Build a React Native Document Scanner

In the previous article, we’ve built a document normalization React Native Vision Camera frame processor based on Dynamsoft Document Normalizer SDK. In this article, we are going to use it to build a React Native document scanning demo app.

Preview of the final result:

The app can automatically detect the document and run perspective transformation to get the document image. The image can be saved in several color modes: binary, gray and color.

Build a React Native Document Scanner

Let’s do this in steps.

New Project

Create a new React Native project with TypeScript support.

npx react-native init DocumentScanner --template react-native-template-typescript

Add Dependencies

  • Install the following packages to use the camera with the document normalization frame processor plugin:

    npm install vision-camera-dynamsoft-document-normalizer react-native-vision-camer react-native-reanimated
    

    We also need to update babel.config.js file for the frame processor plugin:

     module.exports = {
       presets: ['module:metro-react-native-babel-preset'],
    +  plugins: [
    +    [
    +      'react-native-reanimated/plugin',
    +      {
    +        globals: ['__detect'],
    +      },
    +    ],
    +  ]
     };
    
  • Install @react-navigation/native and dependent packages to add navigation.

    npm install @react-navigation/native @react-navigation/native-stack react-native-safe-area-context react-native-screens
    
  • Install react-native-svg to draw the overlay for detect documents.

    npm install react-native-svg
    
  • Install react-native-share to share the normalized image.

    npm install react-native-share
    
  • Install react-native-simple-radio-button to provide a radio button component.

    npm install react-native-simple-radio-button
    

Add Camera Permission

For Android, add the following to AndroidManifest.xml.

<uses-permission android:name="android.permission.CAMERA" />

For iOS, add the following to Info.plist.

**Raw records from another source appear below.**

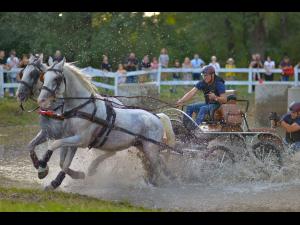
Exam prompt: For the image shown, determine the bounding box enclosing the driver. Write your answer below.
[176,66,227,128]
[278,102,300,151]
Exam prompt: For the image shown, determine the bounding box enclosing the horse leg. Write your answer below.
[45,148,77,190]
[27,130,47,169]
[38,135,81,179]
[88,152,116,176]
[59,147,85,179]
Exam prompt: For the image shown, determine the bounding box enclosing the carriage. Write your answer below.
[18,56,284,189]
[163,91,284,167]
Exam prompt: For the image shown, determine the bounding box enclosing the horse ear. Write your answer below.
[40,73,45,83]
[39,53,44,63]
[48,56,53,66]
[55,58,66,70]
[37,53,44,64]
[29,54,34,63]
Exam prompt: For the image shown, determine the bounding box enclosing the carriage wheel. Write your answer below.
[204,145,235,164]
[252,141,282,168]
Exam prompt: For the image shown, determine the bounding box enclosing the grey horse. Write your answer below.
[17,54,122,179]
[38,59,175,189]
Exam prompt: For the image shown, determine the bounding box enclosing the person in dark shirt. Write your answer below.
[125,52,139,83]
[278,102,300,151]
[177,66,227,125]
[0,50,9,94]
[101,55,112,72]
[53,50,64,62]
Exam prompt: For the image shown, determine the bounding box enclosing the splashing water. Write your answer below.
[0,126,300,211]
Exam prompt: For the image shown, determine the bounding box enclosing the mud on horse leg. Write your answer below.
[38,150,53,179]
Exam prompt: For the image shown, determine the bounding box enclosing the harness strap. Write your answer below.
[88,99,116,149]
[63,111,183,154]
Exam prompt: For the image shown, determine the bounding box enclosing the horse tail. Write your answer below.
[156,113,175,147]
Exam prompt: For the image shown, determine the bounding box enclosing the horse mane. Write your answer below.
[64,63,98,94]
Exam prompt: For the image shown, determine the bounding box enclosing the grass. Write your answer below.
[0,97,39,126]
[0,187,160,212]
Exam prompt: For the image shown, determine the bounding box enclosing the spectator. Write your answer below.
[140,55,151,70]
[191,54,205,80]
[159,48,169,68]
[249,54,263,91]
[264,56,275,81]
[126,52,139,83]
[101,55,112,72]
[117,64,126,84]
[170,59,180,93]
[209,55,220,76]
[182,57,192,80]
[53,50,64,62]
[225,58,236,89]
[0,50,9,95]
[139,55,151,83]
[150,57,158,81]
[279,56,294,81]
[158,48,170,80]
[7,50,20,96]
[18,54,29,68]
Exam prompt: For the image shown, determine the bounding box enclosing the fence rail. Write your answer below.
[0,66,299,97]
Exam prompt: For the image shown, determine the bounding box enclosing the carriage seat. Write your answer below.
[214,95,242,126]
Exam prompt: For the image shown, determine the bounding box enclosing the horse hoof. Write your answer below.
[88,170,97,177]
[38,165,49,179]
[78,172,85,180]
[44,184,55,191]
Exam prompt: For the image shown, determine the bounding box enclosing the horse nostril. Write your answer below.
[38,98,46,105]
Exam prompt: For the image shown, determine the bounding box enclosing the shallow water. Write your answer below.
[0,127,300,211]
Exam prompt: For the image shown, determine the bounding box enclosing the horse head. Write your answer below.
[38,58,66,109]
[17,54,47,102]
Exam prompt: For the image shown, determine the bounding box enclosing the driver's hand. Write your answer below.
[208,92,216,100]
[176,99,183,107]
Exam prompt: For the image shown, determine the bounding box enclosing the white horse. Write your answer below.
[38,59,175,189]
[17,54,122,179]
[17,54,85,179]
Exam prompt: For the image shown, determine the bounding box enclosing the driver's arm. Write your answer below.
[215,93,227,104]
[176,87,198,105]
[280,120,300,133]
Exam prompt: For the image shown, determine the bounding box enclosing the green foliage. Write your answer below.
[0,12,300,70]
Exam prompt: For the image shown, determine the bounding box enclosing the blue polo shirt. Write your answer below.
[282,113,300,126]
[195,80,226,96]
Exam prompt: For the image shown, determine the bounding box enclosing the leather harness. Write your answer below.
[40,64,183,154]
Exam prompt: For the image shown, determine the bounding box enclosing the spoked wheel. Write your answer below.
[252,141,282,168]
[163,108,197,143]
[204,145,235,165]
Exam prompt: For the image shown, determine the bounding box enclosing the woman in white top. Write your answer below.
[264,56,275,81]
[209,55,220,75]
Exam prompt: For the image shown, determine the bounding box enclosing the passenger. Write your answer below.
[176,66,227,128]
[278,102,300,151]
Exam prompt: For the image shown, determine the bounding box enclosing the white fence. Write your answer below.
[0,66,299,97]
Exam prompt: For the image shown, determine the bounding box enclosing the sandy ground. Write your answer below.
[0,127,300,211]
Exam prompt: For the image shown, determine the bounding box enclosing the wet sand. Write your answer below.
[0,126,300,211]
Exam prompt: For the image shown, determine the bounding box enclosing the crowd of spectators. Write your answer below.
[0,49,63,96]
[0,48,294,96]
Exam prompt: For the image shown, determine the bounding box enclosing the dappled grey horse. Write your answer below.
[17,54,122,179]
[38,59,175,189]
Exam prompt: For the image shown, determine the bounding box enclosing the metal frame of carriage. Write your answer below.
[163,96,284,167]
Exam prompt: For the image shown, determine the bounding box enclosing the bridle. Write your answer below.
[41,68,66,98]
[19,62,44,96]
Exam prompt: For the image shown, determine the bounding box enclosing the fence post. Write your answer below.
[156,64,161,94]
[294,65,299,87]
[248,68,252,94]
[0,66,4,97]
[115,73,119,95]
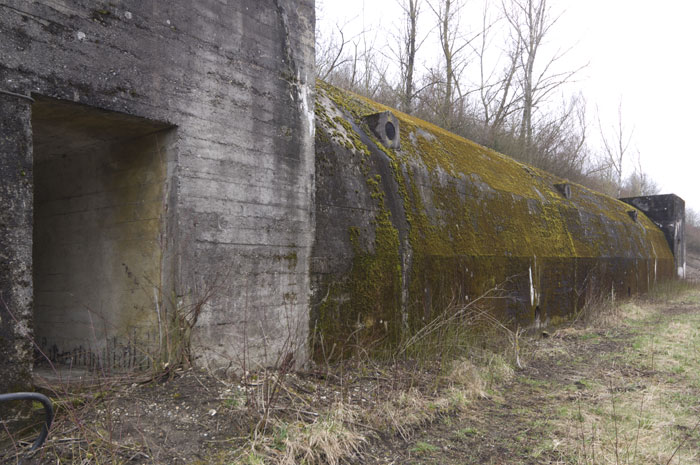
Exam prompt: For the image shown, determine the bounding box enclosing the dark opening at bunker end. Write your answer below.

<key>NSCameraUsageDescription</key>
<string>For document scanning</string>
  1. Create a src folder and move App.tsx into it. Replace its content with the following:

    import * as React from 'react';
    import { NavigationContainer } from '@react-navigation/native';
    import { createNativeStackNavigator } from '@react-navigation/native-stack';
    import ScannerScreen from './screens/Scanner';
    import HomeScreen from './screens/Home';
    import ResultViewerScreen from './screens/ResultViewer';
    
    const Stack = createNativeStackNavigator();
    
    export default function App() {
      return (
        <NavigationContainer>
          <Stack.Navigator>
            <Stack.Screen name="Home" component={HomeScreen} />
            <Stack.Screen name="Scanner" component={ScannerScreen} />
            <Stack.Screen name="ResultViewer" component={ResultViewerScreen} />
          </Stack.Navigator>
        </NavigationContainer>
      );
    }
    
  2. Create a screen folder with the following files:

    screens\Home.tsx
    screens\ResultViewer.tsx
    screens\Scanner.tsx
    

    A template of the files looks like this:

    import React from "react";
    import { SafeAreaView, StyleSheet } from "react-native";
    
    export default function HomeScreen({route, navigation}) {
      return (
        <SafeAreaView style={styles.container}>
        </SafeAreaView>
      );
    }
    
    const styles = StyleSheet.create({
      container: {
        flex:1,
      },
    });
    

Next, we are going to implement the three files.

Home Page

In the home page, add a button to navigate to the scanner page.

export default function HomeScreen({route, navigation}) {
  const onPressed = () => {
    navigation.navigate(
      {
        name: "Scanner"
      }
    );
  }

  return (
    <SafeAreaView style={styles.container}>
      <TouchableOpacity
        style={styles.button}
        onPress={() => onPressed()}
      >
        <Text style={styles.buttonText}>Scan Document</Text>
      </TouchableOpacity>
    </SafeAreaView>
  );
}

Scanner Page

  1. In the scanner page, add a camera component first to test if the camera works.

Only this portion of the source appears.